Go on holiday for 10 days?

pusspuss9 · 01/07/2019 10:32

@Belfield

Thank you for your explanation. You do sound understanding of her situation, but you're right enough is enough. I hope you all find a way forward. Sending hugs your way.

Zaphodsotherhead · 01/07/2019 10:45

When she starts on following you around and watching you clean, could you try looking her in the eye and saying 'no'. It's pretty much a universally understood word that needs no translation, and even my DOG understands that when I say 'no' I want them to stop what they are doing.

If you combine a firm 'no', with turning your back and walking away, it just might get the message over without you feeling that you are being unnecessarily harsh or confrontational.

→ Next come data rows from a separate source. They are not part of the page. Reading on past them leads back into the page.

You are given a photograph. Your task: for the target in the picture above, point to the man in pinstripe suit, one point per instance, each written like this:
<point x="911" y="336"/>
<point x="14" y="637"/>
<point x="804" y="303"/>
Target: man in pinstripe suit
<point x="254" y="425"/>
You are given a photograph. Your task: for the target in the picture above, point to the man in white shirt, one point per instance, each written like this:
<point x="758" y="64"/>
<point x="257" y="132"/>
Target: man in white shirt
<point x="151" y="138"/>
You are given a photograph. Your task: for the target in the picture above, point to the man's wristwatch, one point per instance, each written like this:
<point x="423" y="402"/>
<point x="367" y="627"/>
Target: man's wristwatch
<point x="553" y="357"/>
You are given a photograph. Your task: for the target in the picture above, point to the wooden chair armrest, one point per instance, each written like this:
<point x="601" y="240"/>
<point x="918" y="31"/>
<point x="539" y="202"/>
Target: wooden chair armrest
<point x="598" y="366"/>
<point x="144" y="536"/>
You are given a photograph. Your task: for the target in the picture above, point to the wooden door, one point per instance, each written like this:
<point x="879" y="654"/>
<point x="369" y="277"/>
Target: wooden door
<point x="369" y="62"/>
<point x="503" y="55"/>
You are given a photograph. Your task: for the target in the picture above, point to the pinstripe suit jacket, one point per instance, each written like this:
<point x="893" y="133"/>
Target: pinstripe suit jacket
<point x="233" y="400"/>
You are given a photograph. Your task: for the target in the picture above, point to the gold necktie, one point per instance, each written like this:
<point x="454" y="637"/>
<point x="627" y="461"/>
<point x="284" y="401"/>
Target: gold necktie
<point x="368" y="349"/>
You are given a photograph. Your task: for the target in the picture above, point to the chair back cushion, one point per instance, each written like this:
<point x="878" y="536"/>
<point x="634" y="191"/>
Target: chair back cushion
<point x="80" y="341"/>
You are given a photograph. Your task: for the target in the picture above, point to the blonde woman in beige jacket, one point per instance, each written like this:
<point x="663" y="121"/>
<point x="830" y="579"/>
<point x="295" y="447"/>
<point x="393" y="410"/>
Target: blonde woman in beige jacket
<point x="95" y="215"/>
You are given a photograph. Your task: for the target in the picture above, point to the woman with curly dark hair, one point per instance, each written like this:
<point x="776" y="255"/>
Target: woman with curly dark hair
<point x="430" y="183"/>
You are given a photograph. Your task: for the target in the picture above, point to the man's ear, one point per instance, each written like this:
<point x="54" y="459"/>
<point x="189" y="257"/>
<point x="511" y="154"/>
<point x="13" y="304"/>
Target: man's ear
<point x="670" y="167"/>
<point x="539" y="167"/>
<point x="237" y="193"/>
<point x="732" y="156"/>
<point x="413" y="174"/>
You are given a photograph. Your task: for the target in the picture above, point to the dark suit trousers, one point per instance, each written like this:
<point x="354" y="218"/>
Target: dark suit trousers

Either that or put her in a crate and ignore her (although I have to admit that I'm more experienced with dogs than MILs so this might not work...)

GhostRidersInDisguise · 01/07/2019 20:52

Pusspuss9 We are NOT talking about business here. This is a domestic situation. Why are you banging on about being in a work environment and using the very useful term "Fuck Off"? I have only said that once at work and that was with my bosses blessing because had I not said it, he would have but this is nothing to do with that. Your post makes no sense in relation to this thread.